Dia Internacional dos Museus
18 Maio 2011
Tema: Museus
e Memória
Entrada
Gratuita.
Sendo o Museu do Douro pela sua natureza de museu de território um local
por excelência de acolhimento e representação da memória, cultura e identidade
da região vinhateira - Douro Património da Humanidade, revela-se, assim, de
grande oportunidade o mote das comemorações do Dia Internacional dos Museus
2011 - “Museus e Memória”, integrando no seu programa actividades
associadas a esta temática.
O Serviço Educativo do Museu, com o intuito de assinalar esta
data especial, organizou um conjunto de Oficinas que decorrerão na parte da
manhã e da tarde (10h00-12h00/ 14h30-16h30). O foco das Oficinas da Camuflagem,
do Corpo e dos Espelhos é o próprio indivíduo (criança, jovem, adulto) e os
modos como este se vê, se relaciona consigo, com os outros e com os
lugares onde vive. Através da manipulação da imagem em espelhos, na reflexão
sobre modos de representação do corpo e dos lugares, na procura de movimentos,
planos, pensamentos, sons, enquadramentos que possam contribuir para questionar
(alterar?) generalidades mais folclóricas ou superficiais que marcam este
território.
Para além desta actividade, irá ser realizada a apresentação
pública da Rede de Bibliotecas de Peso da Régua e da qual o Museu do Douro é
parceiro institucional, através do Centro
de Documentação, que constitui um espaço privilegiado que
gere o acesso a fontes de informação nacionais e estrangeiras, que importa
preservar e valorizar, para poder vir a ser fruído pelas gerações futuras.
Serão também expostos os trabalhos dos alunos das Escolas Camilo
Castelo Branco, de Vila Real e Latino Coelho, de Lamego, resultantes do desafio
lançado pela Tertúlia de João
Araújo Correia, sob o tema “As árvores na obra de Araújo Correia”, que constitui
no fundo, um alerta para a atenta e contínua preservação do património natural
e cultural, que é de todos.
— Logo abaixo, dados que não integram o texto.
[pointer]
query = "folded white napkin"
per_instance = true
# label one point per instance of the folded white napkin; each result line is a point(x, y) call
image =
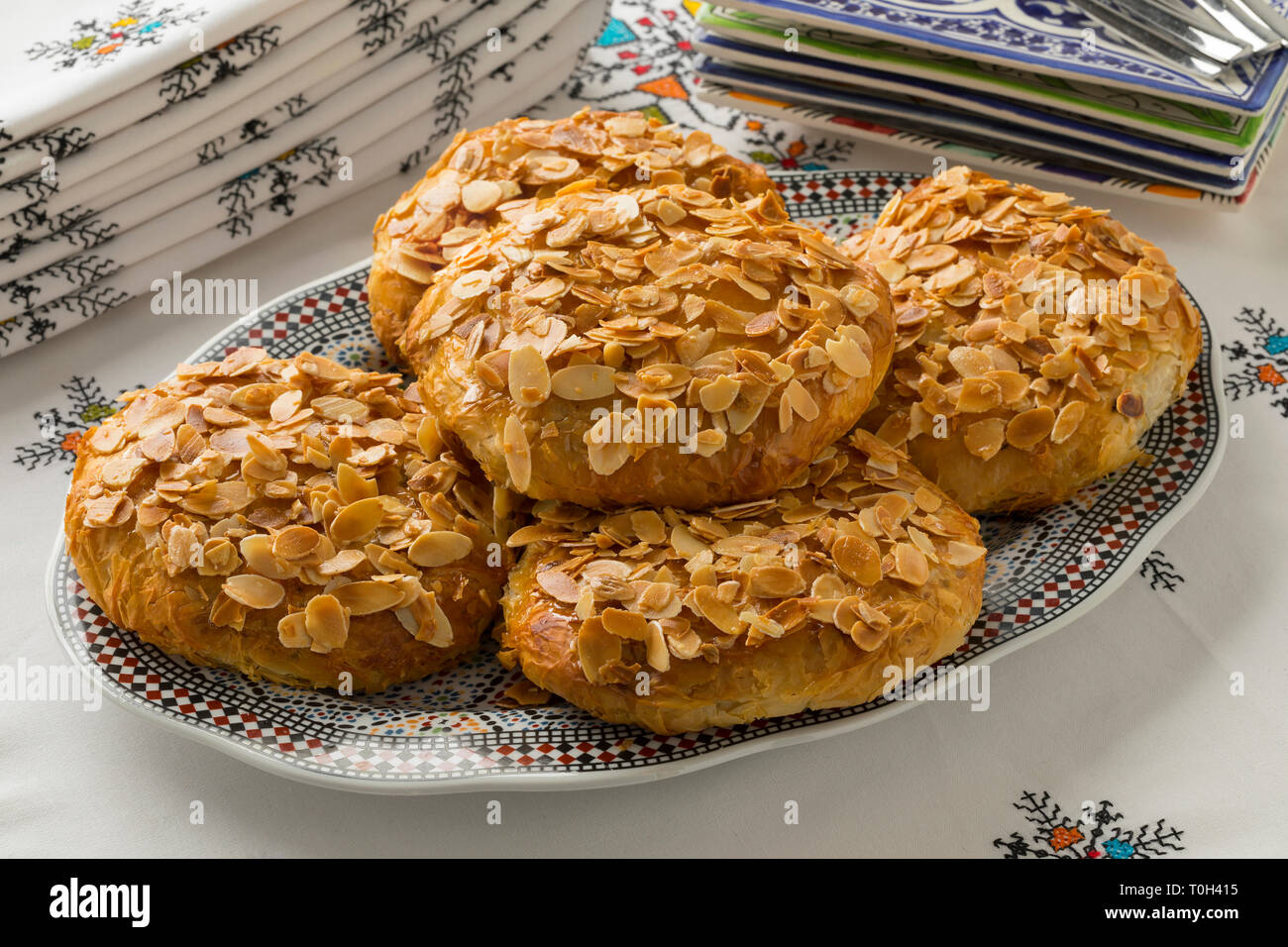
point(300, 118)
point(224, 71)
point(478, 89)
point(58, 59)
point(211, 124)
O título da exposição que ira inaugurar é “A
Doçura das Manchas Verdes – João
de Araújo Correia”.
E o programa deste dia especial, termina com a inauguração da
Exposição de Fotografia “A Rota do Vinho do Porto”, da autoria de José Miguel Ferreira,
e apresentação do livro com o mesmo nome, com o prefácio de Gaspar Martins
Pereira e poemas de
A.M. Pires Cabral. O autor destas fotografias, que fazem
parte deste belíssimo trabalho, propõe-nos um percurso por um território
marcado pela beleza das paisagens, onde os vales encravados descem para o Douro
marcados pelos socalcos da vinha, ora em registos de viagem e descoberta da
memória da terra do vinho, que o rio Douro liga directamente ao Porto e aos
armazéns de Gaia, ora na busca de formas, jogos de luz e de sombra que animam
as ruas da cidade do Porto e Gaia, ou os rabelos parados no rio. O olhar do
fotografo segue os vários caminhos que os sentidos lhe transportam,
irredutíveis ao tempo, e agora eternizados por sais de platina. A paisagem e a
memória, são os lugares do possível… que nos prende e que nos sobressalta.
E quando o sentir é assim muito, tudo se torna indizível. A dúvida surge como o
elemento essencial na criação. Porque, acima de tudo, trata-se de “Fazer Arte como se faz
Amor”. Estes elementos do real, captados pela sua objectiva, revelam a
sua poesia simples e impressionante com a qualidade e a mestria dos processos
fotográficos que utiliza. Através da sua técnica, as suas fotografias assumem
uma dimensão atemporal. Elas tornam-se imagens testemunhas de um passado e de
um presente, procurando a identidade do lugar.